There has been increasing popularity in closed-loop stepper motors in recent years. They act like servomotors but have some differences in their software control to get smooth motion. The main benefit of an open-loop stepper motor is its relatively low cost. There is also no need to tune the feedback controller on an open-loop stepper system.

==Encoders==
The first servomotors were developed with synchros as their encoders. Much work was done with these systems in the development of radar and anti-aircraft artillery during World War II.

Simple servomotors may use resistive potentiometers as their position encoder. These are only used at the very simplest and cheapest level and are in close competition with stepper motors. They suffer from wear and electrical noise in the potentiometer track. Although it would be possible to electrically differentiate their position signal to obtain a speed signal, PID controllers that can make use of such a speed signal generally warrant a more precise encoder.

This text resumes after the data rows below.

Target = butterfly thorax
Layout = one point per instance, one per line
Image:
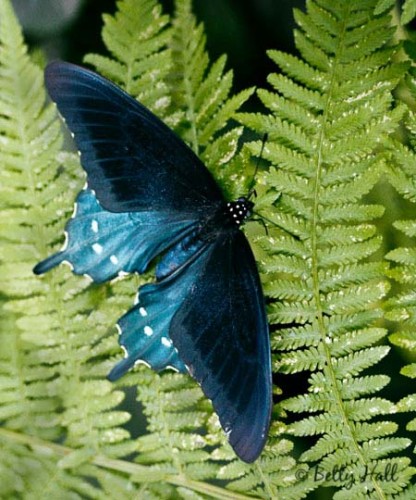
(237, 211)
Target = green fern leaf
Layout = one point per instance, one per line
(329, 113)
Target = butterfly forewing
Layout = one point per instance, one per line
(133, 160)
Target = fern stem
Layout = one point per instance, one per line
(315, 261)
(49, 448)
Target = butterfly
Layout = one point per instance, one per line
(147, 196)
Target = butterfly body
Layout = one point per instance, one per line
(148, 195)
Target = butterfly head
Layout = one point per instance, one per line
(239, 210)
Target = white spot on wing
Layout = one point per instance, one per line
(148, 331)
(67, 263)
(97, 248)
(65, 245)
(166, 342)
(142, 362)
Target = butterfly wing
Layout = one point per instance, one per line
(103, 244)
(208, 315)
(133, 160)
(221, 334)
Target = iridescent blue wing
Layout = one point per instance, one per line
(209, 311)
(103, 244)
(133, 160)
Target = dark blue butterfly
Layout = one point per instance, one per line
(148, 194)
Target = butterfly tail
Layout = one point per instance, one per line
(120, 369)
(49, 263)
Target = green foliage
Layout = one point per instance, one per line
(332, 121)
(325, 127)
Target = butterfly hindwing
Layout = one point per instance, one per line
(133, 160)
(209, 311)
(102, 244)
(221, 333)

Modern servomotors use rotary encoders, either absolute or incremental. Absolute encoders can determine their position at power-on but are more complicated and expensive. Incremental encoders are simpler, cheaper, and work at faster speeds. Incremental systems, like stepper motors, often combine their inherent ability to measure intervals of rotation with a simple zero-position sensor to set their position at start-up.

Instead of servomotors, sometimes a motor with a separate, external linear encoder is used. These motor + linear encoder systems avoid inaccuracies in the drivetrain between the motor and linear carriage, but their design is made more complicated as they are no longer a pre-packaged factory-made system.

==Motors==
The type of motor is not critical to a servomotor, and different types may be used. At the simplest, brushed permanent magnet DC motors are used, owing to their simplicity and low cost. Small industrial servomotors are typically electronically commutated brushless motors. For large industrial servomotors, AC induction motors are typically used, often with variable frequency drives to allow control of their speed. For ultimate performance in a compact package, brushless AC motors with permanent magnet fields are used, effectively large versions of Brushless DC electric motors.

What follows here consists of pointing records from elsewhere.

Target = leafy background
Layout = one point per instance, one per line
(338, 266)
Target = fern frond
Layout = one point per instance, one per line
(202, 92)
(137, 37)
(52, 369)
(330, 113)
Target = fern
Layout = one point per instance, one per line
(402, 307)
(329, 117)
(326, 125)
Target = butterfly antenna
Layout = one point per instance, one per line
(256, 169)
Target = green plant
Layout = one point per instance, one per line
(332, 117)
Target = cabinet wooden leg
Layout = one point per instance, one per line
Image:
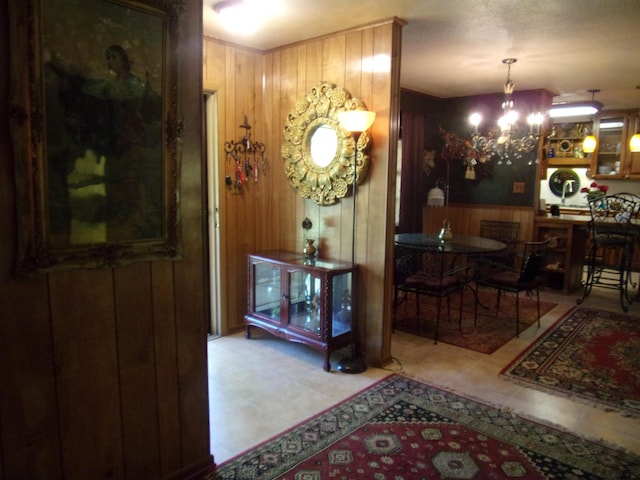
(327, 363)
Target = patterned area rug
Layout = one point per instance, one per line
(489, 334)
(590, 355)
(402, 429)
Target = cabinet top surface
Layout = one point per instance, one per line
(299, 260)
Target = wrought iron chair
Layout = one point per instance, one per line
(516, 280)
(611, 245)
(430, 273)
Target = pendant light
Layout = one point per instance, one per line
(590, 142)
(634, 141)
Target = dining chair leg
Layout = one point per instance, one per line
(517, 314)
(538, 301)
(435, 342)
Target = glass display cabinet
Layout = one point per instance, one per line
(301, 300)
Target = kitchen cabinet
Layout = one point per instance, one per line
(301, 300)
(566, 252)
(612, 158)
(564, 144)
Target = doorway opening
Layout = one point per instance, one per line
(211, 202)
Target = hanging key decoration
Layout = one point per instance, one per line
(244, 156)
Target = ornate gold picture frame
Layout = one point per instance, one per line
(93, 112)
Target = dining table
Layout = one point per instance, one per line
(471, 246)
(459, 244)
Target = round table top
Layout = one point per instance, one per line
(459, 243)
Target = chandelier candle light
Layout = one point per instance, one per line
(506, 146)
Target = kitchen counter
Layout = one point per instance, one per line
(567, 235)
(565, 218)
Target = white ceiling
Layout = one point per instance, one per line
(454, 48)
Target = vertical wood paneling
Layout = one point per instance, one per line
(290, 73)
(85, 345)
(166, 372)
(103, 373)
(136, 370)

Drive modules for servomotors are a standard industrial component. Their design is a branch of power electronics, usually based on a three-phase MOSFET or IGBT H bridge. These standard modules accept a single direction and pulse count (rotation distance) as input. They may also include over-temperature monitoring, over-torque, and stall detection features. As the encoder type, gearhead ratio, and overall system dynamics are application specific, it is more difficult to produce the overall controller as an off-the-shelf module, and so these are often implemented as part of the main controller.

==Control==
Most modern servomotors are designed and supplied around a dedicated controller module from the same manufacturer. Controllers may also be developed around microcontrollers in order to reduce cost for large-volume applications.

Modern industrial servomotor systems employ digital servo drives or amplifiers to regulate current, velocity, and position using feedback loops. These drives communicate over industrial fieldbuses such as EtherCAT, CANopen, and POWERLINK, allowing coordinated motion among multiple axes. Manufacturers including ADVANCED Motion Controls, Bosch Rexroth, and Yaskawa have developed such servo-drive families used in robotics, CNC machinery, and automated production equipment.

==Integrated servomotors==
Integrated servomotors are designed to include the motor, driver, encoder, and associated electronics into a single package.